First, disapproval: voters can reverse the legislature’s determination in subsequent elections, especially since Notwithstanding Clause legislation must sunset within five years. Second, disallowance: the Governor General, on advice of the federal cabinet, has the (admittedly rarely used) power to “disallow” provincial legislation, derived from sections 56 and 90 of the Constitutional Act, 1867. Third, disobedience: the power of the people to force the government to cave through collective action and disobedience of the rights-infringing law.

Bill 28 put the powers of disapproval and disobedience in the spotlight. “It would be much better,” Prime Minister Trudeau said, “if instead of the federal government having to weigh in and say, ‘You really shouldn’t do this, provincial governments,’ it should be Canadians saying, ‘Hold on a minute. You’re suspending my right to collective bargaining? You’re suspending fundamental rights and freedoms that are afforded to us in the Charter?’”

That’s exactly what happened. CUPE workers challenged the province’s use of the Notwithstanding Clause through collective action. What was originally a strike over wages and working conditions turned into political resistance. And most Ontarians sided with the workers.

In fact, Ontario’s use of the Clause was so incendiary that the otherwise splintered Canadian labor movement came together to oppose it. One union, Unifor, left the Canadian Labour Congress (CLC) in 2018 and has been criticized for raiding other unions for their members. But in the thick of the strike, Unifor pledged that it would donate $100,000 to CUPE—a CLC-member union—if Ontario fined its members for striking. The BC Teachers’ Federation pledged $1 million. 8,000 educational workers under a different union walked off the job in solidarity with CUPE. A general strike was quickly becoming a real possibility. And that’s when the government gave in. As one labor official put it: “We have a responsibility to hold government accountable, and that’s what we did.”  

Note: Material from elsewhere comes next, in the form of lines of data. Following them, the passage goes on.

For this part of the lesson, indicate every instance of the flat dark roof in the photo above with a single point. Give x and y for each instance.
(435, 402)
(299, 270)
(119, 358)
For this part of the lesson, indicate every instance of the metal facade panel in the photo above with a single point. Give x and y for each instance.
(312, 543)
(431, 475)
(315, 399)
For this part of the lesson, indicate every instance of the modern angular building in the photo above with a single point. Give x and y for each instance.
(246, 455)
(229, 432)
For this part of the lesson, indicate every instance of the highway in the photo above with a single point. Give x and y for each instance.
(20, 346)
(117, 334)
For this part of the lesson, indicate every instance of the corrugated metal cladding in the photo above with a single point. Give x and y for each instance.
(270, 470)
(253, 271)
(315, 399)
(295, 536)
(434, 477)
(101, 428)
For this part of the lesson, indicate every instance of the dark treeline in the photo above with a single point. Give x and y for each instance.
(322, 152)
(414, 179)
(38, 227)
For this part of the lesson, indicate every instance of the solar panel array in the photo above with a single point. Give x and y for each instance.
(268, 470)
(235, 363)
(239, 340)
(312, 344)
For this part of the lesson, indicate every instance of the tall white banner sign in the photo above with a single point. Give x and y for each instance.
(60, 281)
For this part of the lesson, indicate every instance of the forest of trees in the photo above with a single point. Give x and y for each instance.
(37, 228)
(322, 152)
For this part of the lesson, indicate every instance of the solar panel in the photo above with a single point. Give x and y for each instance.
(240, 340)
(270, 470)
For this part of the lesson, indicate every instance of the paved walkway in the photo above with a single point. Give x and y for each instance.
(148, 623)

The collective disobedience of Bill 28 demonstrates the merits of the Notwithstanding Clause for one simple reason: A judiciary, acting in its proper role, cannot change its opinion because workers across the country threatened a general strike. But a legislature can.


Nonetheless, most people whose rights are imperiled cannot so readily inflict economic and political costs on their government. This is especially true for groups most vulnerable to retaliation for their disobedience, like asylum seekers or people with criminal records—the same groups that a countermajoritarian judiciary is most needed to protect. And where prejudice motivates animus towards a politically unpopular group, majorities may celebrate their legislature’s constitutional defiance, rather than rebuke it. 

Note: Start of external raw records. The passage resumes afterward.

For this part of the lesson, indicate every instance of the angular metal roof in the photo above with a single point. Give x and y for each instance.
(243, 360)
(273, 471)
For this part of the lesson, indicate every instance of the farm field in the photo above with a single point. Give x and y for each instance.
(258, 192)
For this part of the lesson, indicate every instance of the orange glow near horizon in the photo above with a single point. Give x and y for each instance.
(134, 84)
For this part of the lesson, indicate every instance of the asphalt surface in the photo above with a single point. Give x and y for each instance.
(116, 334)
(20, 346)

Indeed, in 2019, Quebec used the Notwithstanding Clause to transgress the rights of religious minorities, especially Muslim women, when it banned public employees from wearing religious garments. Unlike in Ontario, the backlash was insufficient to result in repeal of the legislation. Instead, in the 2022 Quebec election, the party responsible for the ban was re-elected with even more legislative seats. 

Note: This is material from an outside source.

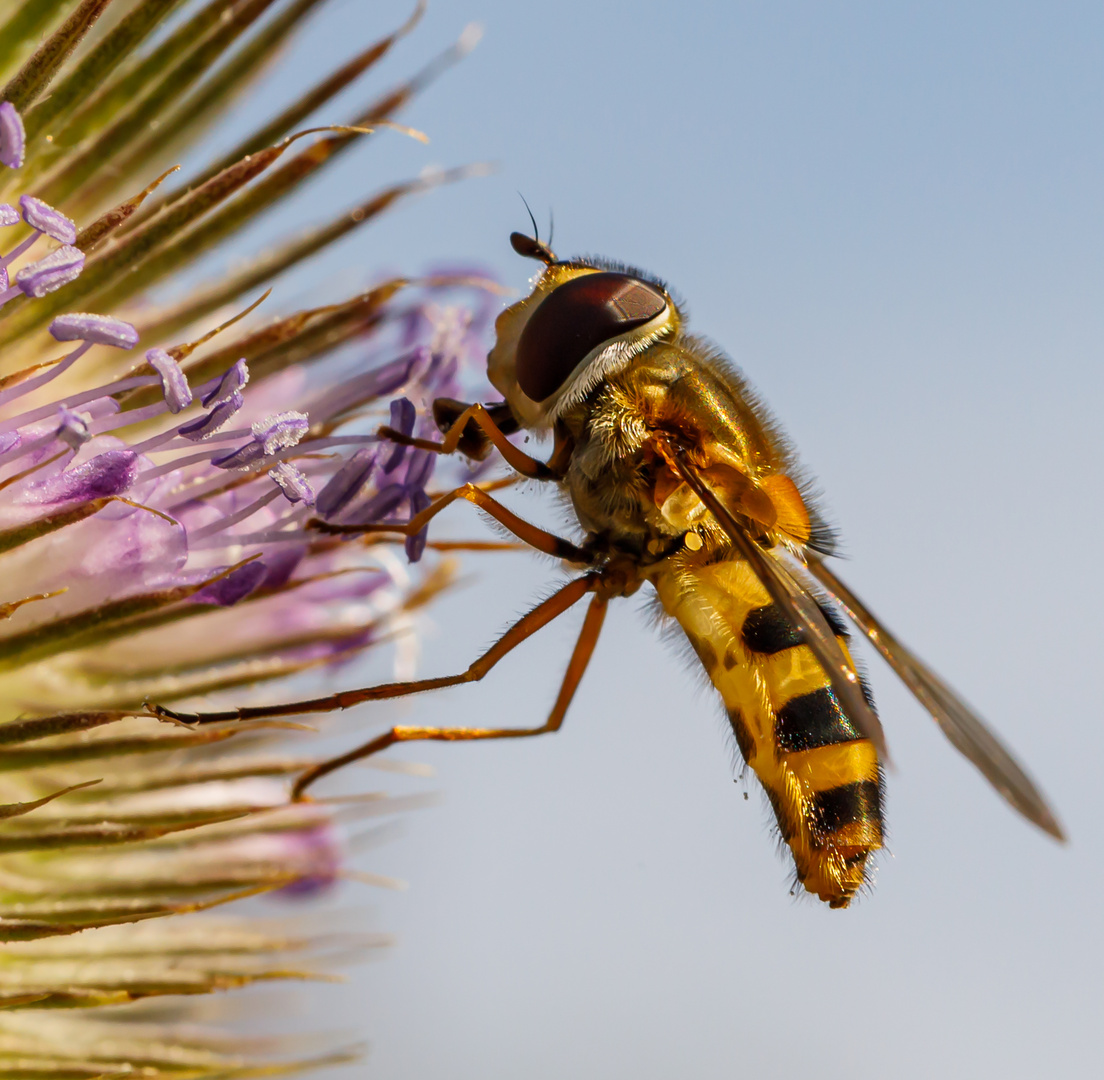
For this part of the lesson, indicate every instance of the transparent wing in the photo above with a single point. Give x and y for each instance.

For the Notwithstanding Clause to effectively perform its dialogical function, the public must have deep-seated respect for constitutional norms, as well as the willingness and ability to enforce those norms through political protest. As the Quebec experience shows, neither of these things can be guaranteed. But neither can we guarantee that judges will make the right decisions on the biggest issues of the day. 

In short, a Notwithstanding Clause, coupled with an otherwise strong judiciary, might be the least dangerous system: maximally protecting against both an unrestrained legislature and an unrestrained Supreme Court. But unless we dearly protect the rights of vulnerable groups to engage in collective action and participate in the political process as equals, even the least dangerous system will remain unacceptable.